Between your two memoirs, you characterize yourself extremely differently. In Red Dirt: Growing Up Okie, you characterize yourself as an Okie – which is an outcast, sort of a negative term. In Outlaw Woman, you've ...

Progressed.

You're an outlaw – a very proud outcast. How and when do you think those changes took place?

I definitely think those stories are important. It certainly is one of the reasons I think it's important to tell stories, to write them down, to speak them, to share them. My father's stories were what developed in my mind a space for seeing things that generally people are not directed to see in this society. In my own family, those stories surrounded getting rich if you could, to marrying a rich man, trying to be president. Be a movie star or a sports star. Really poor people have these very vaunted ideas of what you can do in America if you really try. It's kind of a Horatio Alger thing.
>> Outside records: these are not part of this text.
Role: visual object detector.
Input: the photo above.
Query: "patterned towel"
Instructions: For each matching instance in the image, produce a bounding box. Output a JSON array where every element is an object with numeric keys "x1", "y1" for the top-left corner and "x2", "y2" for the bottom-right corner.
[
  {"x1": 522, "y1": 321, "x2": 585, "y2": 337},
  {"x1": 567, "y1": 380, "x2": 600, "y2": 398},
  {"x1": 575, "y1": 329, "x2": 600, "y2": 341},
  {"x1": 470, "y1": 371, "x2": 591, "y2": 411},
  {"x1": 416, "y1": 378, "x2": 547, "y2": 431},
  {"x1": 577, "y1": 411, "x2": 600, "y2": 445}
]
If you don't make it, especially if you're white, it's assumed that it was just your own fault, because you have all the opportunity in the world. I heard those messages; they were everywhere, but I also had these other stories told unwittingly by my father, you know, that perhaps this society wasn't something I really wanted to aspire to, because it's not right. I had a pretty strong working class identity. Only for a short period of time in my teenage years I was ashamed of being poor and would lie and say my father owned a horse ranch or something like that. This was in a very working class high school where the kids were poor, working class, blue collar, urban, but not rural. Being rural had a kind of negative image in Oklahoma. Rural people were assumed to be hicks and hayseeds, rednecks, and stuff like that. I was proud of my class background, but not so proud of being rural for periods in my life. I think that that pride wouldn't have been there without those stories and the model of my grandfather and the other characters my father told me about. Just knowing something is possible – that it's not just imaginary or some pipe dream – really makes a big difference. I think I really had that fighting spirit and I'm just very lucky that I became an adult as the ‘60s started and all of the social upheavals began. There was a place I could go to learn more and connect with others like myself. I think there are a lot of people like me throughout history and in every society who then have no place to go to for periods of time, who write poetry, or do something else, or else go crazy.